As a concrete example, we can simulate a mixture of noisy streams with differing variances.

In this example, we use a slightly different notation for defining streamers, introduced in pescador 2.1. Instead of defining an iterator function noisy_samples and then wrapping it with a Streamer object, we can instead decorate the generator function with @pescador.streamable. The result is qualitatively the same in both cases, but the decorator interface produces a slightly cleaner syntax.

 1
 2
 3
 4
 5
 6
 7
 8
 9
10
11
12
13
14
15
16
17
18
19
20
21
22
23
24
25
26
27
28
29
30
31
32
33
34
35
36
37
38
39
40
41
42
43
44
45
46
47
48
49
50
51
from __future__ import print_function

import numpy as np

from sklearn.datasets import load_breast_cancer
from sklearn.linear_model import SGDClassifier
from sklearn.model_selection import ShuffleSplit
from sklearn.metrics import accuracy_score

from pescador import Streamer, StochasticMux

@pescador.streamable
def noisy_samples(X, Y, sigma=1.0):
    '''Copied over from the previous example'''
    n, d = X.shape

    while True:
        i = np.random.randint(0, n, size=1)

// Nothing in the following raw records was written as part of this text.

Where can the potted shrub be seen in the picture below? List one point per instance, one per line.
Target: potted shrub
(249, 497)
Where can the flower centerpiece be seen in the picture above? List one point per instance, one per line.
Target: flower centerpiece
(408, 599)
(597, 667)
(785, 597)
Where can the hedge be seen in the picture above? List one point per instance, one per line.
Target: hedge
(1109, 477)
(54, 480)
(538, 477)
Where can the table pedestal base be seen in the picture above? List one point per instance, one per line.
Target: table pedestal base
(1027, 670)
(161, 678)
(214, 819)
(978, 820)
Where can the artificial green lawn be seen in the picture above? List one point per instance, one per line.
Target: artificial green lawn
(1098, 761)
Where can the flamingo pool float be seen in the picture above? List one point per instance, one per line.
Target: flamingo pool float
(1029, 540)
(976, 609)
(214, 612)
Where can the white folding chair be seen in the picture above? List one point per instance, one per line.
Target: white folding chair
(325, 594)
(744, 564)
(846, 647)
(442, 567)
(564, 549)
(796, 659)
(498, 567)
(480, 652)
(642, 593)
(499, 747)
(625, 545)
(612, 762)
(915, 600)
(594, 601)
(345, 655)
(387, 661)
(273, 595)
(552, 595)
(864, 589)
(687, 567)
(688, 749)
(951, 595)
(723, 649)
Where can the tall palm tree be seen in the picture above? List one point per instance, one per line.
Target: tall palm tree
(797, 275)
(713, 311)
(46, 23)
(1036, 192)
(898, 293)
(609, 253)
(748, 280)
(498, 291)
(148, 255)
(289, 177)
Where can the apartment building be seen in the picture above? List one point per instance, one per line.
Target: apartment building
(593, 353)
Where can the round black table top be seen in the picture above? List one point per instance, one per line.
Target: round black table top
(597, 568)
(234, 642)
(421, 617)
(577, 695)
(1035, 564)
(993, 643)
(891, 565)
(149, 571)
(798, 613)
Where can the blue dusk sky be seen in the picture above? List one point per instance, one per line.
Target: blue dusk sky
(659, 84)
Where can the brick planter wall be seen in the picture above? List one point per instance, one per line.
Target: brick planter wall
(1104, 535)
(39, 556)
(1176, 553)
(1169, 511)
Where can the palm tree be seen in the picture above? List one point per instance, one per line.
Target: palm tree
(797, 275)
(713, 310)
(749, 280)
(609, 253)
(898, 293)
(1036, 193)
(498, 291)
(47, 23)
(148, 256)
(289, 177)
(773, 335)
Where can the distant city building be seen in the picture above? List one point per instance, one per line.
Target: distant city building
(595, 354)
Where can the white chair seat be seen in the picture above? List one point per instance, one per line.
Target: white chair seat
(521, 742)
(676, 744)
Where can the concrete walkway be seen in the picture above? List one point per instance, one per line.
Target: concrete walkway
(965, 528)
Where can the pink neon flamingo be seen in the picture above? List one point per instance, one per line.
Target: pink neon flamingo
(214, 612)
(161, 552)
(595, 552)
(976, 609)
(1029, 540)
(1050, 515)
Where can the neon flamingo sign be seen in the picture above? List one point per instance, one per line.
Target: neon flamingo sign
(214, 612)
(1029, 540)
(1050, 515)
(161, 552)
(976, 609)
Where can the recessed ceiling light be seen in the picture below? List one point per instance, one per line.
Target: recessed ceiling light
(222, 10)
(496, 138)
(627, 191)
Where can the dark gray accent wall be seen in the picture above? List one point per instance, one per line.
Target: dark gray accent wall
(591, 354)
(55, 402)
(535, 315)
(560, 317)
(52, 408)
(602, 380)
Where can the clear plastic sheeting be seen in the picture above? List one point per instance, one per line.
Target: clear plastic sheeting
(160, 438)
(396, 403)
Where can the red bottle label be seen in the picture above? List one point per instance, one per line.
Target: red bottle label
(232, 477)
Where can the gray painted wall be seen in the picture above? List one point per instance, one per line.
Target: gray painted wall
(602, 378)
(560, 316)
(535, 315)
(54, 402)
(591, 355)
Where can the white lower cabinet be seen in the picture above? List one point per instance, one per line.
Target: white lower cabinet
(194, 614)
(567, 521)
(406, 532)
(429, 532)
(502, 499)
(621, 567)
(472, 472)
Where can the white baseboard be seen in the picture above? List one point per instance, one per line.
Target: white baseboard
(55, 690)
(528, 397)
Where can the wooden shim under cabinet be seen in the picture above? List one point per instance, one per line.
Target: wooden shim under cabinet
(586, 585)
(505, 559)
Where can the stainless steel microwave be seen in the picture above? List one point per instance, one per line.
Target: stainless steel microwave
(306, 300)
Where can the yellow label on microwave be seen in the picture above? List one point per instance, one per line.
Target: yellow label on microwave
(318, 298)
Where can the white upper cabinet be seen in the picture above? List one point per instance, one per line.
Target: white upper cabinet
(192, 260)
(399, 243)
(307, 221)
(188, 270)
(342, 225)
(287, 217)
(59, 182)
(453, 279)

        noise = sigma * np.random.randn(1, d)

        yield dict(X=X[i] + noise, Y=Y[i])

# Load some example data from sklearn
raw_data = load_breast_cancer()
X, Y = raw_data['data'], raw_data['target']

classes = np.unique(Y)

rs = ShuffleSplit(n_splits=1, test_size=0.1)
for train, test in rs.split(X):

    # Instantiate a linear classifier
    estimator = SGDClassifier()

    # Build a collection of Streamers with different noise scales
    streams = [noisy_samples(X[train], Y[train], sigma=sigma)
               for sigma in [0, 0.5, 1.0, 2.0, 4.0]]

    # Build a mux stream, keeping 3 streams alive at once
    mux_stream = StochasticMux(streams,
                               3,        # Keep 3 streams alive at once
                               rate=64)  # Use a poisson rate of 64

    # Fit the model to the stream, use at most 5000 samples
    for sample in mux_stream(max_iter=5000):
        estimator.partial_fit(sample['X'], sample['Y'], classes=classes)

    # And report the accuracy
    Ypred = estimator.predict(X[test])
    print('Test accuracy: {:.3f}'.format(accuracy_score(Y[test], Ypred)))

In the above example, each Streamer in streams can make infinitely many samples. The rate=64 argument to StochasticMux says that each stream should produce some n samples, where n is sampled from a Poisson distribution of rate rate. When a stream exceeds its bound, it is deactivated, and a new streamer is activated to fill its place.

Setting rate=None disables the random stream bounding, and simply runs each active stream until exhaustion.

The StochasticMux streamer can sampled with or without replacement from its input streams, according to the mode option. Setting this parameter to single_active means that each stream can be active at most once.

Streams can also be sampled with non-uniform weighting by specifying a vector of weights.

Finally, exhausted streams can be removed by setting mode=’exhaustive’.